PIPER SMALL IS A BLOGGER/WRITER BASED IN THE WESTERN UNITED STATES.

SHE IS MOST INTERESTED IN TOPICS RELATED TO THE HUMAN EXPERIENCE IN MODERN LIFE, FAMILY, COMMUNITY, NATURE, SPIRITUAL PRACTICES, DEPRESSION AND PTSD.

SHE TRIES TO DO ALL THIS WITH AS MUCH HUMOR AS POSSIBLE. 

The Reality of It All

I’m exhausted this morning. Jay and I had a fight last night before going to bed.

We’re both overwhelmed and stressed by the move. My PTSD got triggered badly this week, and I feel physically and emotionally unstable and sick. My pelvic pain today and yesterday were okay thank God. I slept okay but in a separate room.

I wonder what today will bring.

I am having trouble w/ reflux again. I wonder if it’s stress. It means no alcohol, coffee, tea. I guess I’ve been living on stimulants and relaxants or at least the small rest they each bring. I’ve never been able to do much of either, but it’s felt like a small gift to myself when I’ve needed it.

I’m sure Jay isn’t doing well today. He said more things last night that triggered me, and I acted like a triggered person. I told him I didn’t think we should talk when it was so late, and he said he was exhausted and so was I. I shouldn’t have taken the bait.

This morning, I plan to walk, review my notes from my session and I guess just stumble along w/ the dozens of things on my to-do list. I don’t know if garbage got taken out yesterday at the space. I’ve been doing that for over a week now. We did talk about it with the landlord. I’m disappointed this is happening while we’re already moved in. It’s definitely a cause of my stress.

Jay is stressed all the time, it seems. It’s been that way the whole time we’ve been in business, over 20 years. I don’t know if it will ever change.

Things have been improving between us, but there is still alot of trash in there. I don’t know how it will all play out, whether we’ll ever have rest and whether I can pull of something separate from the company.
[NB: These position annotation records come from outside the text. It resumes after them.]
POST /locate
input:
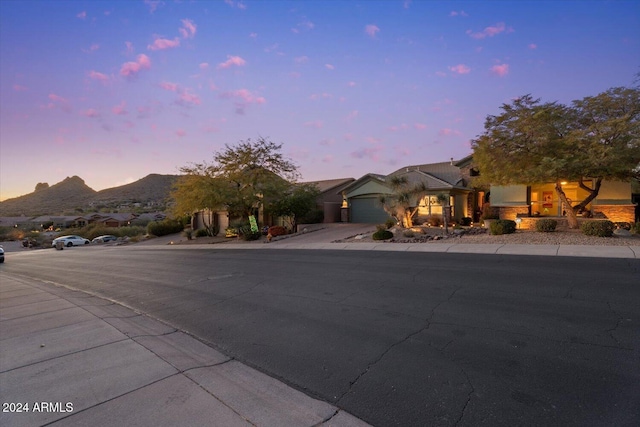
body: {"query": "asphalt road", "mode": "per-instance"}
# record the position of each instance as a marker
(397, 339)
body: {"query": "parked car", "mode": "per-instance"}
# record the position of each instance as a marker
(104, 239)
(69, 241)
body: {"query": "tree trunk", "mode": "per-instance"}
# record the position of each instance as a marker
(572, 219)
(593, 193)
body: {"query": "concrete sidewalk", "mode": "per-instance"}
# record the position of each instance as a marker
(76, 359)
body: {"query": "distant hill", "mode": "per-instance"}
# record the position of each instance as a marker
(73, 194)
(152, 187)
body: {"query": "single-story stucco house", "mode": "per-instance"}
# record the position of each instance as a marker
(612, 202)
(362, 197)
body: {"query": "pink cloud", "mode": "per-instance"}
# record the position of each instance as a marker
(232, 61)
(373, 140)
(394, 128)
(371, 30)
(58, 98)
(98, 76)
(245, 96)
(188, 29)
(501, 70)
(90, 113)
(172, 87)
(448, 132)
(316, 124)
(460, 69)
(327, 142)
(372, 153)
(316, 96)
(119, 109)
(491, 31)
(162, 44)
(352, 115)
(233, 3)
(190, 98)
(92, 48)
(153, 4)
(130, 69)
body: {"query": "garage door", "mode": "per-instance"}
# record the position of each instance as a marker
(368, 210)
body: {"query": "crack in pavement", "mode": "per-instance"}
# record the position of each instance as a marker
(397, 343)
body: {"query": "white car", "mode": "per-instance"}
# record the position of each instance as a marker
(69, 241)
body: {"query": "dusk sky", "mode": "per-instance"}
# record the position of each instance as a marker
(112, 91)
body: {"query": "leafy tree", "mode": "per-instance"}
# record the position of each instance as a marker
(403, 203)
(296, 203)
(241, 179)
(530, 142)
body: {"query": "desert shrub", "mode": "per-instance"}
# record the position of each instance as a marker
(162, 228)
(598, 228)
(623, 225)
(466, 221)
(201, 232)
(502, 226)
(546, 225)
(488, 212)
(277, 230)
(383, 234)
(316, 216)
(435, 221)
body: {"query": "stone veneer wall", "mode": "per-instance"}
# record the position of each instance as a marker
(617, 213)
(512, 211)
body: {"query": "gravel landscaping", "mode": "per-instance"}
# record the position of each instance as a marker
(524, 237)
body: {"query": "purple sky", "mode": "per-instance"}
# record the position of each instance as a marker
(114, 90)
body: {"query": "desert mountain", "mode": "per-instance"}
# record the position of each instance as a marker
(73, 194)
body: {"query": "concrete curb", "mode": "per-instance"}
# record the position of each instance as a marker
(632, 252)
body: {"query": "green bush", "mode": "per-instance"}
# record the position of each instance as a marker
(162, 228)
(502, 226)
(598, 228)
(546, 225)
(277, 230)
(316, 216)
(382, 235)
(201, 232)
(466, 221)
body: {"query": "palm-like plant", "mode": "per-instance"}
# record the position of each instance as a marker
(403, 203)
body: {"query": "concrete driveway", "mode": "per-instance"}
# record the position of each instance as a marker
(326, 233)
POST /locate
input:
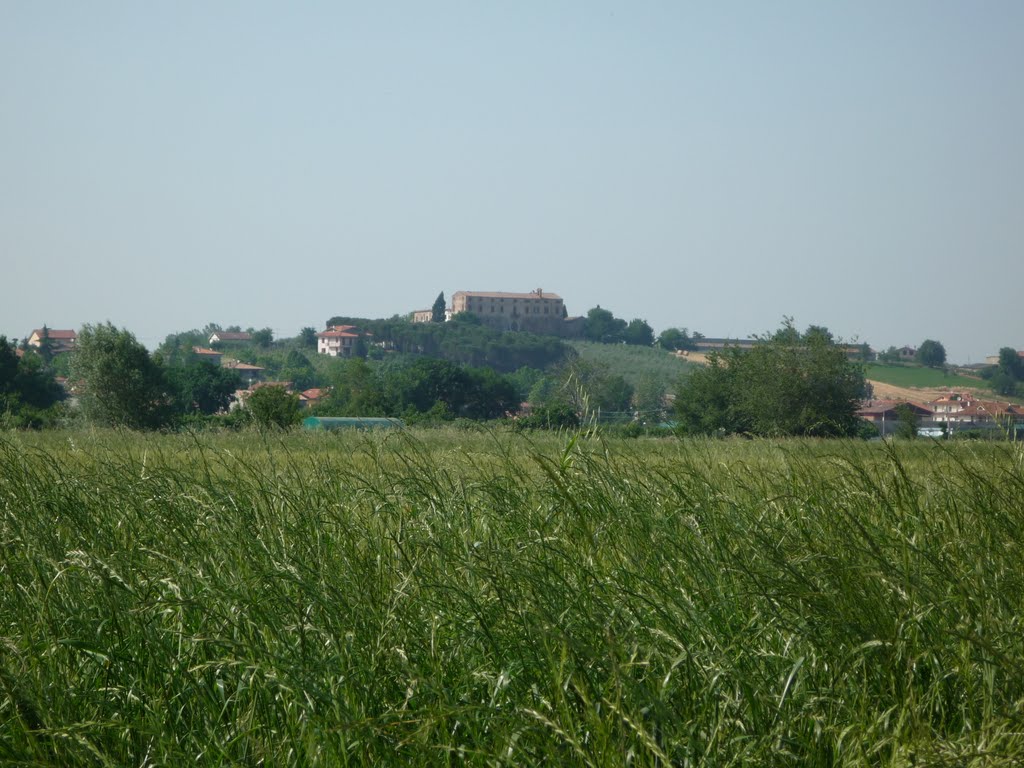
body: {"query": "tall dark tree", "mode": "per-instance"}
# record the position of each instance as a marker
(602, 326)
(639, 333)
(779, 387)
(202, 387)
(121, 384)
(263, 338)
(437, 310)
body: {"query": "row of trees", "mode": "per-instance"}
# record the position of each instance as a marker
(792, 384)
(29, 392)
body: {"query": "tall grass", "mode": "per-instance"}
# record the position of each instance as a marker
(453, 598)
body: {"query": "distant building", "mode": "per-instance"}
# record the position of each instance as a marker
(249, 374)
(222, 337)
(60, 341)
(537, 311)
(339, 341)
(210, 355)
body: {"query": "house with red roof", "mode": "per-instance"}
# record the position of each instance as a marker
(339, 341)
(60, 340)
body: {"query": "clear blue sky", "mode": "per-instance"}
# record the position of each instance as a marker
(713, 166)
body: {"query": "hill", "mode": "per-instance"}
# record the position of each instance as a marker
(633, 363)
(921, 377)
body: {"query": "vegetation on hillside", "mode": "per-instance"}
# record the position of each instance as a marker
(919, 376)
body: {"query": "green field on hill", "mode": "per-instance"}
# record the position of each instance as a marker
(919, 376)
(450, 597)
(632, 361)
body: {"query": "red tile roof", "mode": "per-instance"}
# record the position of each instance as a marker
(231, 336)
(502, 295)
(56, 335)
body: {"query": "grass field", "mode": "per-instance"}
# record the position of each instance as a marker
(449, 597)
(918, 376)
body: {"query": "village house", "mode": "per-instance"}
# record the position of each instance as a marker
(247, 373)
(59, 340)
(210, 355)
(339, 341)
(228, 337)
(537, 311)
(885, 414)
(965, 410)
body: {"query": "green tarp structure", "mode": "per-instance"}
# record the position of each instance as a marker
(350, 422)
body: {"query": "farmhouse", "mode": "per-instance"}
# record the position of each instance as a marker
(222, 337)
(339, 341)
(537, 311)
(60, 341)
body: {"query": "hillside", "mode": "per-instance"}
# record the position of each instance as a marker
(633, 363)
(921, 377)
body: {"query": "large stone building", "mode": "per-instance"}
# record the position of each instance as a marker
(537, 311)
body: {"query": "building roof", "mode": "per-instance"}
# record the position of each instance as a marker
(992, 409)
(342, 332)
(231, 336)
(538, 294)
(56, 335)
(239, 366)
(878, 408)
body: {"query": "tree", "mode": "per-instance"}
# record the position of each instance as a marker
(783, 386)
(639, 333)
(648, 398)
(263, 338)
(907, 419)
(274, 408)
(603, 326)
(931, 353)
(45, 348)
(307, 337)
(121, 384)
(298, 370)
(202, 387)
(1009, 373)
(437, 310)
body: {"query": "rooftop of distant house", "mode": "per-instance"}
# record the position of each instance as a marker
(538, 294)
(231, 335)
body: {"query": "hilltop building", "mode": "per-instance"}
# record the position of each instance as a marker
(339, 341)
(536, 311)
(60, 341)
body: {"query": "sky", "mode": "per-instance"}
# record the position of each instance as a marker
(713, 166)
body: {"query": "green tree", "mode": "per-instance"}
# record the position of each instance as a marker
(202, 387)
(648, 398)
(437, 310)
(121, 384)
(263, 338)
(45, 348)
(298, 370)
(602, 326)
(931, 353)
(274, 408)
(907, 418)
(639, 333)
(786, 385)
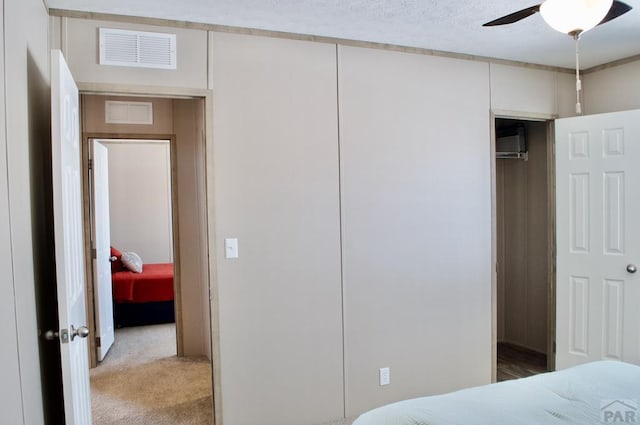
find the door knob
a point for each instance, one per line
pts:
(81, 332)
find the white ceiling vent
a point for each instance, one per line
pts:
(137, 48)
(117, 112)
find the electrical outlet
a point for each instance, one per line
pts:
(385, 376)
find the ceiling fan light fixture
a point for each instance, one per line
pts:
(574, 16)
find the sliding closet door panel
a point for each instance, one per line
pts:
(416, 217)
(276, 192)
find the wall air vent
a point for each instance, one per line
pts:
(137, 49)
(117, 112)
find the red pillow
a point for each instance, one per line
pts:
(116, 260)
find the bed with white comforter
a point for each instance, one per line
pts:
(590, 394)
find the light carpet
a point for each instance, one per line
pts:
(142, 382)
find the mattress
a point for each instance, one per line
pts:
(588, 394)
(154, 284)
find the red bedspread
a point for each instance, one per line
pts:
(155, 283)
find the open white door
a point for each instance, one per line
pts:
(102, 245)
(69, 251)
(598, 238)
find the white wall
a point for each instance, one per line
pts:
(10, 399)
(416, 215)
(140, 198)
(276, 190)
(26, 119)
(292, 188)
(612, 89)
(527, 92)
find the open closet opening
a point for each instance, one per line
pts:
(147, 263)
(524, 220)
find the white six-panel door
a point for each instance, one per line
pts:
(102, 245)
(598, 238)
(69, 242)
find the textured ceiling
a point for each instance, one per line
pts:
(451, 26)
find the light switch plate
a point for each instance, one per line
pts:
(231, 248)
(385, 376)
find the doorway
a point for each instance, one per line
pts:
(524, 254)
(161, 138)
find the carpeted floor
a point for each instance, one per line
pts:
(142, 382)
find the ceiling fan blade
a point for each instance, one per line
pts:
(514, 17)
(618, 8)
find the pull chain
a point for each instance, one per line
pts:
(576, 37)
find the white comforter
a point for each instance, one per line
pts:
(594, 393)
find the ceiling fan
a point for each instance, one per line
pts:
(572, 17)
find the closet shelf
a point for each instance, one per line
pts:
(512, 155)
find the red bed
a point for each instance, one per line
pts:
(142, 298)
(155, 283)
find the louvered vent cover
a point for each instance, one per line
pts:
(117, 112)
(137, 48)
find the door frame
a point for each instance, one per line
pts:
(88, 212)
(103, 89)
(551, 234)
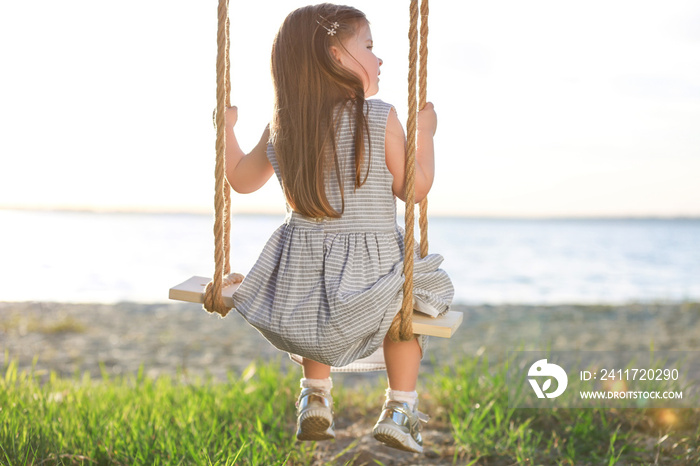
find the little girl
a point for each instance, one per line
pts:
(329, 281)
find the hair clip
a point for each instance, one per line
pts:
(332, 29)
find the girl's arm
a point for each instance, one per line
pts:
(395, 152)
(245, 173)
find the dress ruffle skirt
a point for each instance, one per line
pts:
(331, 296)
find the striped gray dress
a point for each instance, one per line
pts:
(328, 289)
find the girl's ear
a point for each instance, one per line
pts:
(337, 54)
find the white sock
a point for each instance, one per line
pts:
(321, 384)
(403, 397)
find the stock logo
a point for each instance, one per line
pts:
(542, 368)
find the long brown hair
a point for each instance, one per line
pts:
(312, 89)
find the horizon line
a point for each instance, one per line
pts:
(172, 211)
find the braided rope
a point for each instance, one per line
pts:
(422, 98)
(401, 327)
(213, 301)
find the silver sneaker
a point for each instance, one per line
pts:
(399, 427)
(315, 415)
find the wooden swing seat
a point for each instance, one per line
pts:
(192, 291)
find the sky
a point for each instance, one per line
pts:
(545, 108)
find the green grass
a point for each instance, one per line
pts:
(250, 420)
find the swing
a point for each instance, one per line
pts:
(215, 294)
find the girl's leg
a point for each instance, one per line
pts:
(315, 370)
(314, 409)
(402, 363)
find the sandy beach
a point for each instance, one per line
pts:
(165, 338)
(181, 338)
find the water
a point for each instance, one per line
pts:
(93, 257)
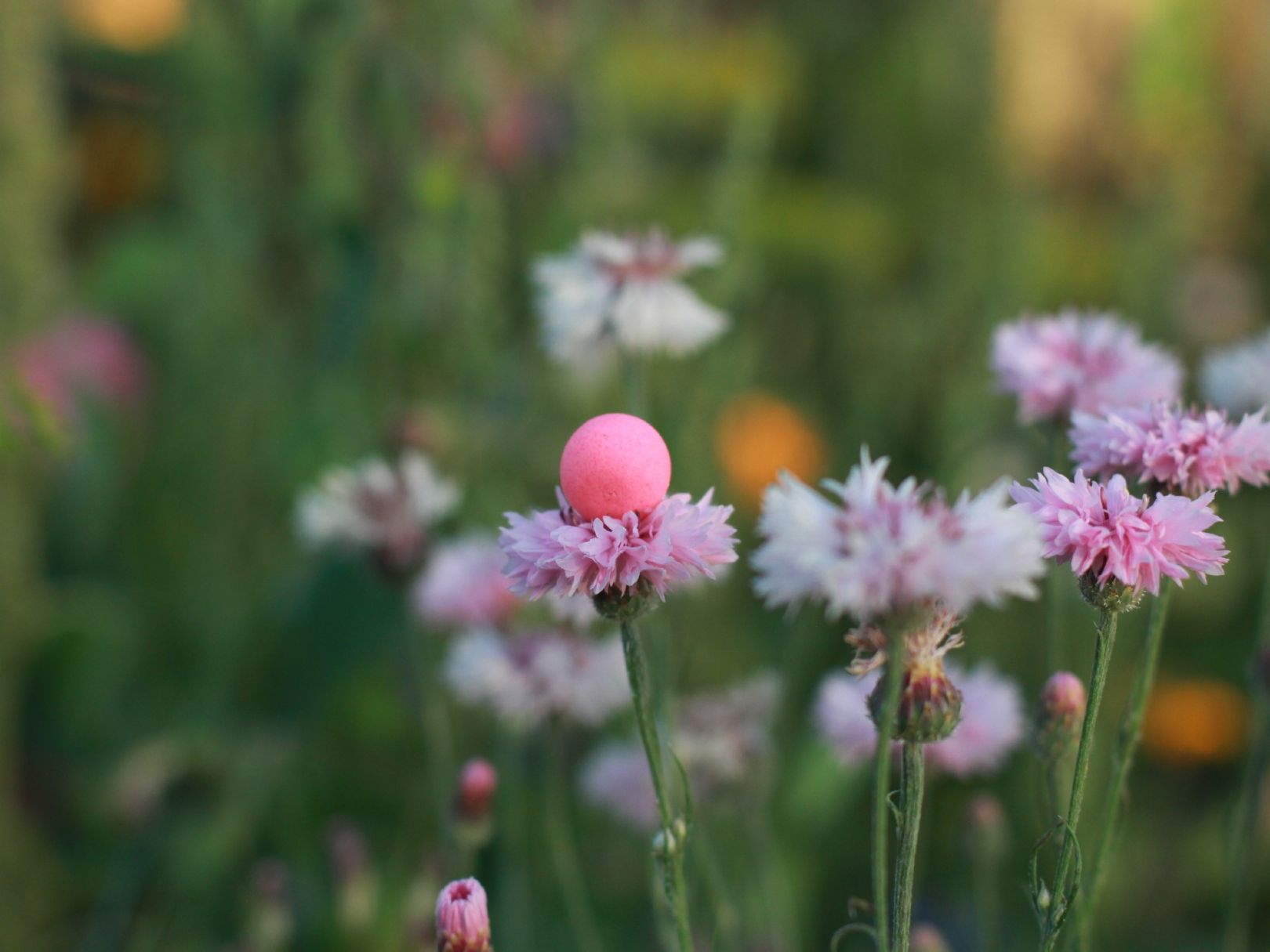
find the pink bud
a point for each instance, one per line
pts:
(614, 465)
(477, 784)
(463, 918)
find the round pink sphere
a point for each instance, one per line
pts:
(614, 465)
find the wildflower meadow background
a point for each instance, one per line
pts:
(300, 303)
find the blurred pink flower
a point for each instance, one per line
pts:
(624, 294)
(561, 552)
(82, 357)
(1186, 450)
(463, 918)
(885, 548)
(1080, 360)
(464, 585)
(528, 678)
(992, 721)
(1108, 530)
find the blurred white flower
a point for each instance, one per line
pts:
(376, 507)
(528, 678)
(1239, 377)
(624, 294)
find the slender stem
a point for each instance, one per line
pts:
(1123, 755)
(905, 857)
(564, 849)
(1247, 810)
(1102, 648)
(893, 678)
(672, 845)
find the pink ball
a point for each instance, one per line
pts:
(612, 465)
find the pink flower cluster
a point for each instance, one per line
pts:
(992, 721)
(1105, 530)
(885, 548)
(1186, 450)
(1080, 360)
(561, 552)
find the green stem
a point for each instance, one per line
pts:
(1247, 810)
(564, 849)
(912, 782)
(893, 678)
(671, 845)
(1123, 757)
(1059, 900)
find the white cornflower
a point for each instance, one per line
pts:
(377, 507)
(624, 294)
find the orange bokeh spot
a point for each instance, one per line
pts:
(132, 26)
(757, 437)
(1196, 721)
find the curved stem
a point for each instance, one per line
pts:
(1059, 903)
(672, 845)
(905, 857)
(1243, 882)
(892, 681)
(1123, 755)
(564, 849)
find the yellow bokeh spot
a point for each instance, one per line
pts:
(757, 437)
(132, 26)
(1196, 721)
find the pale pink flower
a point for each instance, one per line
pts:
(463, 918)
(991, 726)
(720, 738)
(464, 585)
(620, 294)
(78, 358)
(528, 678)
(1186, 450)
(1080, 360)
(1104, 530)
(561, 552)
(885, 548)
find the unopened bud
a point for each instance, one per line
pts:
(1059, 718)
(926, 938)
(930, 704)
(463, 918)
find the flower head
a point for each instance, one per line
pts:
(888, 548)
(377, 507)
(561, 552)
(624, 294)
(1080, 360)
(991, 725)
(528, 678)
(1185, 450)
(1239, 377)
(720, 739)
(463, 918)
(1106, 532)
(464, 585)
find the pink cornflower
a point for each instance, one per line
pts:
(463, 918)
(1080, 360)
(992, 721)
(1108, 532)
(464, 585)
(887, 548)
(1185, 450)
(561, 552)
(528, 678)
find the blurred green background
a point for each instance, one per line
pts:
(317, 221)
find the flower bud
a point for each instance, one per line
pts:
(926, 938)
(463, 918)
(930, 704)
(1059, 716)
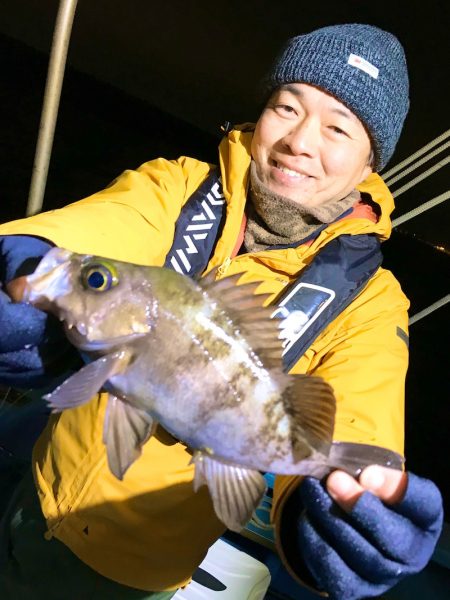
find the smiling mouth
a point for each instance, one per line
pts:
(290, 172)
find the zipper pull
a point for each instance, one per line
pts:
(224, 266)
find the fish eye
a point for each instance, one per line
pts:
(99, 277)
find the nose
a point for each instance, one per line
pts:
(302, 138)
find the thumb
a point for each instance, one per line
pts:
(388, 484)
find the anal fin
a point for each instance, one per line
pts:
(125, 430)
(235, 491)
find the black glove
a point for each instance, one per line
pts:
(33, 348)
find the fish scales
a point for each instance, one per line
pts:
(201, 358)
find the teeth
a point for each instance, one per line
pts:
(289, 172)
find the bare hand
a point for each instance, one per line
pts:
(15, 288)
(388, 484)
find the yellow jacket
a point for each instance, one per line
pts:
(151, 530)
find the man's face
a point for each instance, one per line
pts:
(309, 147)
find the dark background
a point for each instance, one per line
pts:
(147, 79)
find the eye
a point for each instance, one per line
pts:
(285, 110)
(338, 130)
(99, 277)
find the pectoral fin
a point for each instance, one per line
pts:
(125, 430)
(311, 405)
(235, 491)
(86, 382)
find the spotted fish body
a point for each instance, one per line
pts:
(202, 358)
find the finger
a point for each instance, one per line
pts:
(344, 489)
(331, 543)
(16, 287)
(396, 536)
(387, 484)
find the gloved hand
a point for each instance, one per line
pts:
(33, 347)
(368, 546)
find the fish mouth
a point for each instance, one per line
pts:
(81, 341)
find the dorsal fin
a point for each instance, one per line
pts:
(246, 310)
(311, 405)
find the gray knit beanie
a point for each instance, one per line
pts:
(363, 67)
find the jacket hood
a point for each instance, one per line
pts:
(235, 157)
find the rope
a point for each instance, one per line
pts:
(417, 164)
(421, 177)
(420, 209)
(427, 311)
(413, 157)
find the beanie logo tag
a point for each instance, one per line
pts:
(361, 63)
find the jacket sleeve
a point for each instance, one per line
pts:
(364, 356)
(133, 219)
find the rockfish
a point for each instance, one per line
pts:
(201, 358)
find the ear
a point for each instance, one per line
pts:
(365, 173)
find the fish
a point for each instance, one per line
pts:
(200, 357)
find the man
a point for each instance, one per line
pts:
(295, 184)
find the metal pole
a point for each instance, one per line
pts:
(55, 75)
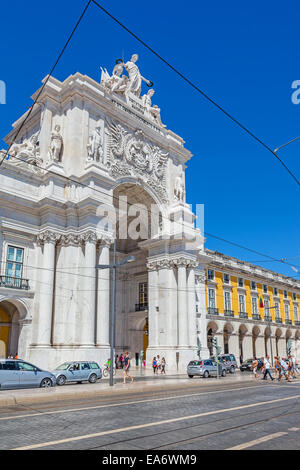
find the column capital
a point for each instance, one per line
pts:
(48, 236)
(106, 239)
(89, 237)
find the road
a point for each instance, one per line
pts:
(251, 415)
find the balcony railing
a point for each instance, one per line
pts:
(212, 311)
(14, 282)
(141, 307)
(243, 315)
(228, 313)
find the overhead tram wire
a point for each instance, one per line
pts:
(47, 79)
(187, 80)
(148, 211)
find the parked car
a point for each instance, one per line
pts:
(247, 364)
(16, 373)
(229, 362)
(77, 372)
(205, 368)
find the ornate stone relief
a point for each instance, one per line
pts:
(131, 154)
(95, 146)
(179, 191)
(130, 87)
(56, 145)
(27, 155)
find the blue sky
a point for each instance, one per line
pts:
(245, 56)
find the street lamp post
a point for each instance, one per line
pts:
(114, 267)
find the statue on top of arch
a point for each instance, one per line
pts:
(130, 87)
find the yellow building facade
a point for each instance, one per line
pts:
(251, 310)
The PTSD has effectively ruined my life and ability to have a sustained focus and career, healthier relationships. It’s taken decades away from me, to this day. Today I should be out running, working on my blog or a class or whatever I’d be doing. Instead I’ll be reviewing my therapy notes, trying to stay stable, repairing relationship with Jay, disconnecting from my body and mind I guess, just stumbling along. It’s finally clear to me what I’ve been doing all these years to survive. That’s about all it’s been, especially the last eight years since the kids started moving onto college and life.

I want to believe it can be redeemed, has been redeemed. Days and weeks like today feel awful and hopeless, just hopeless. I’ve had some really good weeks and even months where I’ve been making progress. I guess this is an awful season of just trying not to lose anymore ground.

*****

One thing I’ve pondered in all this… I do get to experience a high level of the rupture/repair pattern in a relationship.